TVS Motor Company has been one of the best-performing two-wheeler stocks in the current financial year (FY24), enriching investors with gains of 24 per cent.
Among listed two-wheeler stocks, only Hero MotoCorp has done better in this period.
New launches, market share gains, steady margins and expectations that its performance will continue in FY24 are expected to support TVS Motor’s stock.
New launches in the internal combustion engine and electric vehicle (EV) segments could be a near-term trigger.
The company recently launched the TVS X, a premium electric scooter.
Given the price point of Rs 2.5 lakh, the product may not garner large volumes and could be targeted at a niche market.
Prabhudas Lilladher Research believes the company could focus on exports by using its strong presence in the global market and leverage its recent acquisition in Europe to showcase the scooter.
For the Indian market, the brokerage expects TVS to launch EV products at lower price points to compete against similar launches by peers.
The company outperformed peers in the June quarter and gained 450 basis points (bps) market share in motorcycles to achieve a record level of 10.8 per cent.

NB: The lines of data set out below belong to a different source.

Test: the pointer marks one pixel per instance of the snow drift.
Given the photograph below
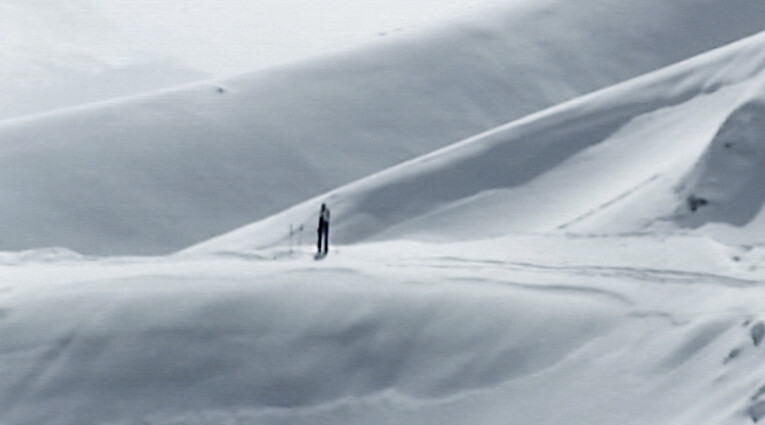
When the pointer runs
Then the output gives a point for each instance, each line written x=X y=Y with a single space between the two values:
x=157 y=173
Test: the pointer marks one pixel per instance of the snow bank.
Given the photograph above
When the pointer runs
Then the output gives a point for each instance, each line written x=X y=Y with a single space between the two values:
x=151 y=347
x=157 y=173
x=727 y=187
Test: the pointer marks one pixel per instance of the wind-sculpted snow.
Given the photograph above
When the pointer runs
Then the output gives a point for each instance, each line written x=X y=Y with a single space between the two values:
x=651 y=329
x=608 y=162
x=289 y=338
x=728 y=184
x=156 y=173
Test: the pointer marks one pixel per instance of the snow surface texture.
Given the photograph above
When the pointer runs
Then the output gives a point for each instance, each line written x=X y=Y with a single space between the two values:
x=596 y=263
x=58 y=55
x=157 y=173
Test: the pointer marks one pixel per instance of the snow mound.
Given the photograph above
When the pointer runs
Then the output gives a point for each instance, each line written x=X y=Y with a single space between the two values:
x=728 y=184
x=610 y=162
x=132 y=348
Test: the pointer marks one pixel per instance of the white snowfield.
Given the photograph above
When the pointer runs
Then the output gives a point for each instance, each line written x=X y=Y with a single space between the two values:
x=599 y=262
x=156 y=173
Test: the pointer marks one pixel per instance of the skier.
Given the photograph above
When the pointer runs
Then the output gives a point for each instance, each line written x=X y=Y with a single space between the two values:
x=323 y=242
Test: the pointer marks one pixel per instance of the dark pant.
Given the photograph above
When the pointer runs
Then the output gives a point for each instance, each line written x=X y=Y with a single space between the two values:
x=323 y=243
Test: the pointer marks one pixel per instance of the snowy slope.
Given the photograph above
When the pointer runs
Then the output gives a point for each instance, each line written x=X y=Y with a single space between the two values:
x=61 y=54
x=627 y=159
x=538 y=329
x=156 y=173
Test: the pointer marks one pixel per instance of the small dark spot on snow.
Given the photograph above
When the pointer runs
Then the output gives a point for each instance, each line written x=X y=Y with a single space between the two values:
x=758 y=333
x=694 y=202
x=757 y=411
x=760 y=392
x=732 y=355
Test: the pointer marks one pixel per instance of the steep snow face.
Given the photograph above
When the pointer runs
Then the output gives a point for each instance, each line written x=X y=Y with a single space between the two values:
x=61 y=54
x=728 y=184
x=609 y=162
x=157 y=173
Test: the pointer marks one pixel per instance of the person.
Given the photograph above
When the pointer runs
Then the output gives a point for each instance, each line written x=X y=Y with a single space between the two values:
x=323 y=242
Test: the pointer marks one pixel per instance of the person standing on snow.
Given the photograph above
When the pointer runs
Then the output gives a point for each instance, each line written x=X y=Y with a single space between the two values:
x=323 y=242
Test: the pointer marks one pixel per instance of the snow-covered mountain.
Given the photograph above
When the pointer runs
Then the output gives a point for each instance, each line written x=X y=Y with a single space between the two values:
x=159 y=172
x=58 y=55
x=678 y=148
x=597 y=262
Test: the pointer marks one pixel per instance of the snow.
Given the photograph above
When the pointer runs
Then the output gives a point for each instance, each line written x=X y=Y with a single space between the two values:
x=616 y=161
x=552 y=268
x=168 y=169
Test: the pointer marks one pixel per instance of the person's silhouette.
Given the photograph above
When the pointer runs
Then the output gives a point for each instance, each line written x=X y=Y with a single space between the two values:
x=322 y=245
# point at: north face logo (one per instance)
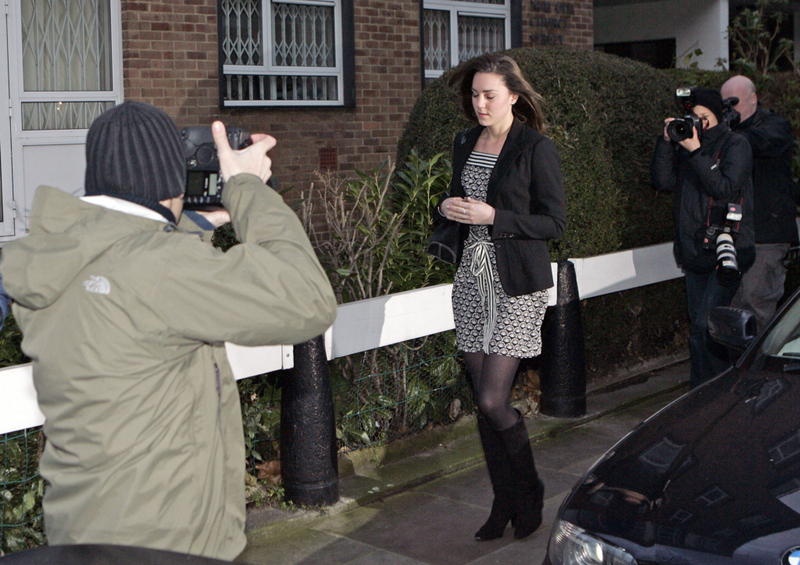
(97, 284)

It maintained its scooter share of 25 per cent.
HDFC Securities believes with supply challenges now largely over, the company’s performance would continue on the back of healthy demand for its best-selling motorbikes like Raider, Apache and Ronin.
To be a leader in the electric two-wheeler segment, TVS is putting up building blocks with new launches, strengthening the dealer network and sign-ups with industry experts, joint venture partners and e-commerce players.
The street will keep an eye on the company’s margin performance.
Led by a favourable mix, price hikes and cost reduction measures, the company reported a 60 bps expansion in margins to 10.6 per cent.
This is the seventh consecutive quarter of double-digit margins for the company with profitability now consistently above the 10 per cent mark.
Uday Phani, an analyst with JM Financial Research, expects the company’s performance to continue on the volume front, while softening raw material prices, premiumisation, operating leverage and astute cost management would help margin.
Brokerage IIFL Research, however, believes that premium valuations for the stock (26-27 times in FY25 earnings) do not factor in the negatives.
IIFL analysts led by Joseph George argue that TVS Motor has been free cash flow positive only once (FY21) in the last five years and improvement in profitability has been offset by high capex and investments in recent years.
The company invested Rs 615 crore in subsidiaries in Q1FY24: An amount that is 1.3 times standalone profits.
There is no clarity on sustainability of EV growth and the path to profitability now that the government’s FAME subsidy has been cut, said IIFL.